Einde inhoudsopgave
Verordening (EU) 2024/1348 tot vaststelling van een gemeenschappelijke procedure voor internationale bescherming in de Unie en tot intrekking van Richtlijn 2013/32/EU
Artikel 55 Volgende verzoeken
Geldend
Geldend vanaf 11-06-2024
- Bronpublicatie:
14-05-2024, PbEU L 2024, 2024/1348 (uitgifte: 22-05-2024, regelingnummer: 2024/1348)
- Inwerkingtreding
11-06-2024
- Bronpublicatie inwerkingtreding:
14-05-2024, PbEU L 2024, 2024/1348 (uitgifte: 22-05-2024, regelingnummer: 2024/1348)
- Vakgebied(en)
Vreemdelingenrecht / Algemeen
1.
Een verzoek dat wordt gedaan wanneer over een eerder verzoek van dezelfde verzoeker nog geen definitieve beslissing is genomen, wordt beschouwd als een nadere verklaring en niet als een nieuw verzoek.

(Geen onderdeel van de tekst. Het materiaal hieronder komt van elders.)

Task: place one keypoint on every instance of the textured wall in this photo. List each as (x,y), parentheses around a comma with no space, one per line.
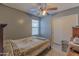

De verantwoordelijke lidstaat onderzoekt die nadere verklaring in het kader van de lopende administratieve behandelingsprocedure of in het kader van een lopende beroepsprocedure, voor zover de bevoegde rechterlijke instantie rekening kan houden met de elementen die aan de nadere verklaring ten grondslag liggen.
2.
Nadat een eerder verzoek is afgewezen bij een definitieve beslissing, wordt elk nieuw gedaan verzoek van dezelfde verzoeker in ongeacht welke lidstaat als een volgend verzoek beschouwd en behandeld door de verantwoordelijke lidstaat.
3.
Een volgend verzoek wordt onderworpen aan een voorafgaand onderzoek waarbij de beslissingsautoriteit nagaat of er nieuwe relevante elementen naar voren zijn gekomen of door de verzoeker zijn voorgelegd die:
- a)
de kans aanzienlijk groter maken dat de verzoeker in aanmerking komt voor erkenning als persoon die internationale bescherming geniet overeenkomstig Verordening (EU) 2024/1347, of
- b)
verband houden met een eerder toegepaste grond voor niet-ontvankelijkheid als het eerdere verzoek is afgewezen als niet-ontvankelijk.
4.
Het voorafgaand onderzoek vindt plaats op grond van schriftelijke toelichtingen of een persoonlijk onderhoud in overeenstemming met de fundamentele beginselen en waarborgen van hoofdstuk II. Van het persoonlijk onderhoud kan in het bijzonder worden afgezien wanneer het op grond van de schriftelijke toelichtingen duidelijk is dat het verzoek geen nieuwe elementen bevat als bedoeld in lid 3.
5.
De door de verzoeker voorgelegde elementen worden alleen als nieuw beschouwd als de verzoeker buiten zijn of haar eigen schuld niet in staat was die elementen in het kader van het eerdere verzoek voor te leggen. Elementen die de verzoeker eerder had kunnen voorleggen, hoeven niet in aanmerking te worden genomen, tenzij die de kans aanzienlijk vergroten dat het verzoek niet niet-ontvankelijk wordt verklaard of dat de verzoeker in aanmerking komt voor internationale bescherming, of als het vorige verzoek overeenkomstig artikel 41 is afgewezen als zijnde impliciet ingetrokken zonder een behandeling ten gronde.
6.
Indien er nieuwe elementen als bedoeld in lid 3 naar voren zijn gekomen of door de verzoeker zijn voorgelegd, wordt het verzoek verder ten gronde behandeld, tenzij het verzoek op basis van een andere in artikel 38, lid 1, genoemde grond als niet-ontvankelijk kan worden beschouwd.
7.
Indien er geen nieuwe elementen als bedoeld in lid 3 door de verzoeker zijn voorgelegd of naar voren zijn gekomen, wordt het verzoek op grond van artikel 38, lid 2, afgewezen als niet-ontvankelijk.